"É preciso estar em estado de alerta, a comunicação não pode parar nunca. Não dá para relaxar. Tem que ficar o tempo inteiro explicando para a sociedade a importância da cultura e como ela funciona". Esta é a resposta que a diretora Laís Bodanzky espera do novo Ministério da Cultura, recriado há pouco mais de 100 dias, e a razão não deve ser um mistério para você, leitor.
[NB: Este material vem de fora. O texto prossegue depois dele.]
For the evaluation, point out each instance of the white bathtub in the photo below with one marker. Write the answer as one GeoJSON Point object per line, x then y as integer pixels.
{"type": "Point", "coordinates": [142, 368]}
Mais do que extinguir a pasta na reforma administrativa de 2019, o então presidente Jair Bolsonaro (PL) adotou — ou, em alguns casos, deixou de adotar — uma série de medidas que prejudicaram o setor em um momento especialmente delicado: a pandemia.
Talvez o dado que melhor dê a dimensão deste descaso seja a comparação entre o chamado orçamento secreto e o orçamento destinado à Cultura. De acordo com levantamento feito pela revista Piauí, entre junho e dezembro de 2022, Bolsonaro liberou R$ 7 bilhões para as emendas de relatores, valor três vezes maior do que o total destinado para a Cultura naquele ano inteiro, que foi de R$ 1,67 bilhão. Deste tanto, apenas R$ 89,5 milhões foram usados efetivamente para o financiamento de projetos culturais — um montante que, por si só, foi 63% inferior ao gasto em 2018. O restante, em sua maior parte, foi aplicado na administração interna da Secretaria. Quer dizer, a Cultura definitivamente não foi uma prioridade naquele governo, e Bolsonaro deixou isso claro em toda oportunidade que teve.
A atual crise é, contudo, mais profunda do que “apenas” orçamentária. É, sobretudo, simbólica. As ideias designadas pelas palavras “artista” e “vagabundo” se aproximaram no imaginário coletivo. A Lei Rouanet virou sinônimo de roubo e corrupção, muito embora ninguém saiba muito bem como ela funciona. Em resumo, a arte foi criminalizada — ainda que não do ponto de vista jurídico, mas discursivamente. E a verdade é que continua a ser. Em janeiro, tão logo a ministra Margareth Menezes anunciou o desbloqueio de R$ 1 bilhão via Rouanet — aprovados no ano anterior, mas mesmo assim retidos —, o ex-presidente declarou: “recomeçou a festa”. O efeito desse sermão, reincidente e equivocado, no entanto, ficou evidente semanas antes, quando obras e artefatos históricos, verdadeiros patrimônios nacionais, foram depredados nos chamados “atos” de 8 de janeiro.